Se convencer três senadores a votarem a seu favor, Dilma retorna ao cargo para o qual foi eleita
André Dusek/Estadão Conteúdo
Se convencer três senadores a votarem a seu favor, Dilma retorna ao cargo para o qual foi eleita


Apenas um mês após o afastamento de Dilma Rousseff, uma sequência de "choques políticos" no governo interino de Michel Temer trouxe à tona a até então improvável possibilidade de retorno da presidente ao poder. A avaliação é da revista norte-americana Time, em reportagem assinada pelo correspondente no Rio de Janeiro Matt Sandy.

O texto enumera o que classifica como "crises" recentes do governo Temer: anúncio do ministério sem mulheres e negros e saída dos ministros Romero Jucá (Planejamento) e Fabiano Silveira (Transparência), além da extinção – e recriação – do Ministério da Cultura.

O impacto mais recente, lembra a Time, foi o pedido de prisão feito pelo Ministério Público Federal contra a cúpula do PMDB: Romero Jucá, Renan Calheiros (presidente do Senado), Eduardo Cunha (presidente afastado da Câmara) e José Sarney (ex-senador e ex-presidente da República). "Os desdobramentos conduzem à sugestão de que Dilma Rouseff talvez sobreviva à votaçaõ final no Senado sobre seu impeachment, atualmente marcado para o começo do mês de agosto, logo depois do início dos Jogos Olímpicos no Rio", afirma a reportagem da publicação norte-americana sobre o Brasil.

A revista consulta analistas políticos brasileiros, que apontam a permanência da instabilidade no país e a ausência de força na liderança de Temer. O sucesso do presidente interino, avalia o texto, dependerá sobretudo da possibilidade de o peemedebista "resgatar o Brasil de sua pior recessão desde os anos 1930, com uma contração do PIB de 5,4% no último ano".

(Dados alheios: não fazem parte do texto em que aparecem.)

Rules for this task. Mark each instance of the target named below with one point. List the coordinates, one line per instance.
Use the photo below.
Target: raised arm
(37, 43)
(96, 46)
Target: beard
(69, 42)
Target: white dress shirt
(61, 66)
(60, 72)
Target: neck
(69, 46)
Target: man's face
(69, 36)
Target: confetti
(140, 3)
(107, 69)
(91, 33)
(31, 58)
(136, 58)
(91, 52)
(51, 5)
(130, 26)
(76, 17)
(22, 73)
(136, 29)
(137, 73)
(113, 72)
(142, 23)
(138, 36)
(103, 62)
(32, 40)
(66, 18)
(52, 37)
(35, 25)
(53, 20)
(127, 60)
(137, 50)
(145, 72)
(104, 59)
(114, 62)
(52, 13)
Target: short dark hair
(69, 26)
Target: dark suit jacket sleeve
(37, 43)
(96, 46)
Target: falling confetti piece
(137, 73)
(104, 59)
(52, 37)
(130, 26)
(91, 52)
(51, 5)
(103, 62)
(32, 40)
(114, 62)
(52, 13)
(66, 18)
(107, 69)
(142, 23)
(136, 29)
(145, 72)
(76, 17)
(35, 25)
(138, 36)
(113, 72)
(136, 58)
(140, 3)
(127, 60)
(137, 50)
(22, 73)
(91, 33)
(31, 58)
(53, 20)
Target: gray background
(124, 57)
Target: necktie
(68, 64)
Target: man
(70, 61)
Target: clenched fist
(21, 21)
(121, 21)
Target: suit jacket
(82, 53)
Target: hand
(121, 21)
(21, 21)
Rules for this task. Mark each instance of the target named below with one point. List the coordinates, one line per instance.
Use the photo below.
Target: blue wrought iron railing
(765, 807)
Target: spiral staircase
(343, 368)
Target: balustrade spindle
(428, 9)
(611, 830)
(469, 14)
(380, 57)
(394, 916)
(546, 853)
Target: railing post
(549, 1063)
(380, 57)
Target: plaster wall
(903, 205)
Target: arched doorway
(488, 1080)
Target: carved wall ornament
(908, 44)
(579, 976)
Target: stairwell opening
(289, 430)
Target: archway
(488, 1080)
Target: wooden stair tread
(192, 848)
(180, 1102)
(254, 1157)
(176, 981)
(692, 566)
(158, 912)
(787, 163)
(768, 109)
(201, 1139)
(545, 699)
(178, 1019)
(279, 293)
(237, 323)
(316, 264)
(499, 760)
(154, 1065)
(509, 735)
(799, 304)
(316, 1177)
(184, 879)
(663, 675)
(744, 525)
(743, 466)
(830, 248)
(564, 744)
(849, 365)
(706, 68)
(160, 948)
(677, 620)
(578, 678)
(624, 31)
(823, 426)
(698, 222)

Um mês depois de tomar posse, Michel Temer já enfrenta aprovação tão baixa quando a de Dilma
Beto Barata/PR - 02.06.16
Um mês depois de tomar posse, Michel Temer já enfrenta aprovação tão baixa quando a de Dilma


"Ainda não se sabe se ele conseguirá unir os rachados partidos políticos para tomar decisões econômicas duras em temas urgentes como a reforma previdenciária", conclui a revista, citando a "decisão controversa" do Congresso de aprovar, em meio ao cenário de recessão e cortes, um aumento de 41% ao funcionalismo.

Para a Time, as lutas de Temer poderão se reverter em lucros para Dilma, pois "vários senadores agora dizem que poderiam mudar de opinião" em relação ao afastamento definitivo da presidente.

A publicação afirma, no entanto, que o destino de Dilma e Temer está atado aos novos desdobramentos da Operação Lava Jato – cita como exemplo a delação premiada do empreiteiro Marcelo Odebrecht, que poderia comprovar eventual financiamento ilegal da chapa PT-PMDB na eleição de 2014.

A revista afirma que a crise econômica que "impacta fortemente as famílias" e os protestos que incomodam o governo interino desviam a atenção pública da Olimpíada. "O drama fora do Estádio Olímpico poderá ofuscar o espetáculo dentro dele."